PERFORMANCE EVALUATION OF WIND ENERGY CONVERSION SYSTEM USING FUZZY BASED MODEL

Abstract

This thesis presents the development and test of an approach for improving the output performance of wind energy conversion system by regulating the frequency and voltage of a wind power generation system that considers stand alone wind-turbines equipped with self excited squirrel cage induction generators and a controlled secondary load without the use of energy storage devices. Since operating conditions in wind energy conversion system are kept changing, it is a challenge to design a control for reliable operation of the overall system. This control strategy is based on a fuzzy controller using the frequency as the input variable for the closed loop control and the power of a resistive secondary load as' the controlled variable: The secondary load is a simple controllable load capable of absorbing real power from the wind energy conversion system.
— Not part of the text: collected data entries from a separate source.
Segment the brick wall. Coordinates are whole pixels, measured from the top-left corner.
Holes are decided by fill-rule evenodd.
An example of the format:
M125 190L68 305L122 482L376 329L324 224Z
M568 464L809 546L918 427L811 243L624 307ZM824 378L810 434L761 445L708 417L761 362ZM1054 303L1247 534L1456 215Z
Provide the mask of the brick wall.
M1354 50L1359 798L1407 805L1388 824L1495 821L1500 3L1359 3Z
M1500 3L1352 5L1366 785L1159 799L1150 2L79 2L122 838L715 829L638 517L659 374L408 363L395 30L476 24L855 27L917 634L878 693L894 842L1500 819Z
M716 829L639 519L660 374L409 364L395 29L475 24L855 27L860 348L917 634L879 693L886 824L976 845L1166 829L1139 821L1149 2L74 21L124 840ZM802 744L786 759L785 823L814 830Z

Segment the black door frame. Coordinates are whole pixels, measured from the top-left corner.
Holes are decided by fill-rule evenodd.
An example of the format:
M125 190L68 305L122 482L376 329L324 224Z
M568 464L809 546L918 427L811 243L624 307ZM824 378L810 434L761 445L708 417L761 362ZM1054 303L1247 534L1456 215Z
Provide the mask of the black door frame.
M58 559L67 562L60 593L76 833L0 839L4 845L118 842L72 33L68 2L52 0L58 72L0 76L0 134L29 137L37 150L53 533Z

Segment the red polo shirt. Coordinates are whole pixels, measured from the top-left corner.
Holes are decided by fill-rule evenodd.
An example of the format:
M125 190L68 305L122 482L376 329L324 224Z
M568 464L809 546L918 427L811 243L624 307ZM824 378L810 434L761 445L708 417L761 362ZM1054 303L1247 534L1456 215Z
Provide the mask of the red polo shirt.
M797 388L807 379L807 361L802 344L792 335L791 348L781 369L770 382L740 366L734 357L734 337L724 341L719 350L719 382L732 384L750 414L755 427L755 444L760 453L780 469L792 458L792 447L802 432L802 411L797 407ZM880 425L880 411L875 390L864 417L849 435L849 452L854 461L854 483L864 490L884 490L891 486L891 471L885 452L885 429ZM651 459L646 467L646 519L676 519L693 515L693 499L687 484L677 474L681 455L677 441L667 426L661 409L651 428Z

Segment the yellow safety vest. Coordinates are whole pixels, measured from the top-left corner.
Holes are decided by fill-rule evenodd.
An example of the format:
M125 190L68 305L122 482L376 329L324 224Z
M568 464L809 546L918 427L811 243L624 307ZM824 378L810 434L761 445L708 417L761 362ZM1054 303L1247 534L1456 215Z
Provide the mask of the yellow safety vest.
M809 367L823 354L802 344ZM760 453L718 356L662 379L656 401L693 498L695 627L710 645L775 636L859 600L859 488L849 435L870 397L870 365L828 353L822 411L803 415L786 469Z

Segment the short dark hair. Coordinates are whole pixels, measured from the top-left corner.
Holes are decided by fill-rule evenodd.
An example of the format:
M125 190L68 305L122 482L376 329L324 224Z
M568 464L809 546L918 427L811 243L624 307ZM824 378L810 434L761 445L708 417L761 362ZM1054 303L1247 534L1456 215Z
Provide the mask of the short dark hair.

The purpose of this secondary load is to quickly absorb any. excess wind power, thus helping to control the system frequency. To consider variable operating conditions, Mamdani fuzzy operator is taken into account to represent time-varying system, partitioned by linguistic rules. For improving the voltage profile synchronous condenser is used. The proposed system is simulated in MATLAB 7.5.0. In the simulation study, the frequency, voltage, generated and consumed power profiles during startup and production are discussed. The proposed controller is compared with a conventional proportional-integral derivative (PID) controller. Simulation results show that the proposed controller is more effective against disturbances caused by wind speed and load variation than the PID controller, and thus' it contributes to the better performance of wind energy conversion system.